Em “O lodo e as estrelas”, Ahmed Lutfi recupera o estilo Sherazade de contar histórias para reunir narrativas do mundo pré-islâmico
Tudo é invenção. Mais que isso, tudo que existe é imaginação porque a matéria do que chamamos de real é somente aquilo que recortamos do que imaginamos e inventamos. As invenções, porém, não estão isentas de seus tempos, contextos, preconceitos e projetos de colonização do pensamento. Quando falamos do que chamamos de “oriente” ou “mundo árabe”, por exemplo, partimos não de uma experiência desses lugares, mas de uma invenção do oriente que foi cunhada por Edward Said de “Orientalismo”, termo que deu nome à sua obra.

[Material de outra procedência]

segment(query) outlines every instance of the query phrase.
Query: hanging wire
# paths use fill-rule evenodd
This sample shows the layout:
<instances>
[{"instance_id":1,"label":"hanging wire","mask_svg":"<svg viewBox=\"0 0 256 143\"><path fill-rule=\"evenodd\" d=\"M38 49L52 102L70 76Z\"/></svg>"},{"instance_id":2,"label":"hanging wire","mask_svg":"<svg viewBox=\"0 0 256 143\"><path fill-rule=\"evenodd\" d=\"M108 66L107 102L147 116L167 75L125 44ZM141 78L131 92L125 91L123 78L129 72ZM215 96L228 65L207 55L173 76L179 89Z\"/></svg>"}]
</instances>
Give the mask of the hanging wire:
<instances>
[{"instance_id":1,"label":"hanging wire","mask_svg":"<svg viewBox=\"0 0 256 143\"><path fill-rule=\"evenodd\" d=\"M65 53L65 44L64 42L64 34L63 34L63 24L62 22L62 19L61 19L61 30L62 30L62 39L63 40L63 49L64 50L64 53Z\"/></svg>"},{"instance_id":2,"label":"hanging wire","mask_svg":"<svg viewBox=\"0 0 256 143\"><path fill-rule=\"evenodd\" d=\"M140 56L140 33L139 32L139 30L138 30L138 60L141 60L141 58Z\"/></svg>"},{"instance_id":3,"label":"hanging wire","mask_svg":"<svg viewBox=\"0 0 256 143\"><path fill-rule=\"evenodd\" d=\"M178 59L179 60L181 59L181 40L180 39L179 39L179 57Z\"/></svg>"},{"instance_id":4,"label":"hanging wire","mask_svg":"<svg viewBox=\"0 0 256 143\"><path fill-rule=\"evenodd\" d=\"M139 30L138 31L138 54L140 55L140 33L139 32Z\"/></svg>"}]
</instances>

Neste sentido, as análises contemporâneas que partem da decolonialidade, ou seja, que buscam desfazer essa chave de leitura colonial, nada mais são que escritas de desinvenção que buscam recuperar as rédeas da História e trazê-las novamente para dentro de suas culturas e contextos. E este é o maior mérito de “O lodo e as estrelas”, de Ahmed Lutfi: ele faz uso da tradição milenar do Oriente Médio de contar histórias para recuperar histórias que foram esquecidas.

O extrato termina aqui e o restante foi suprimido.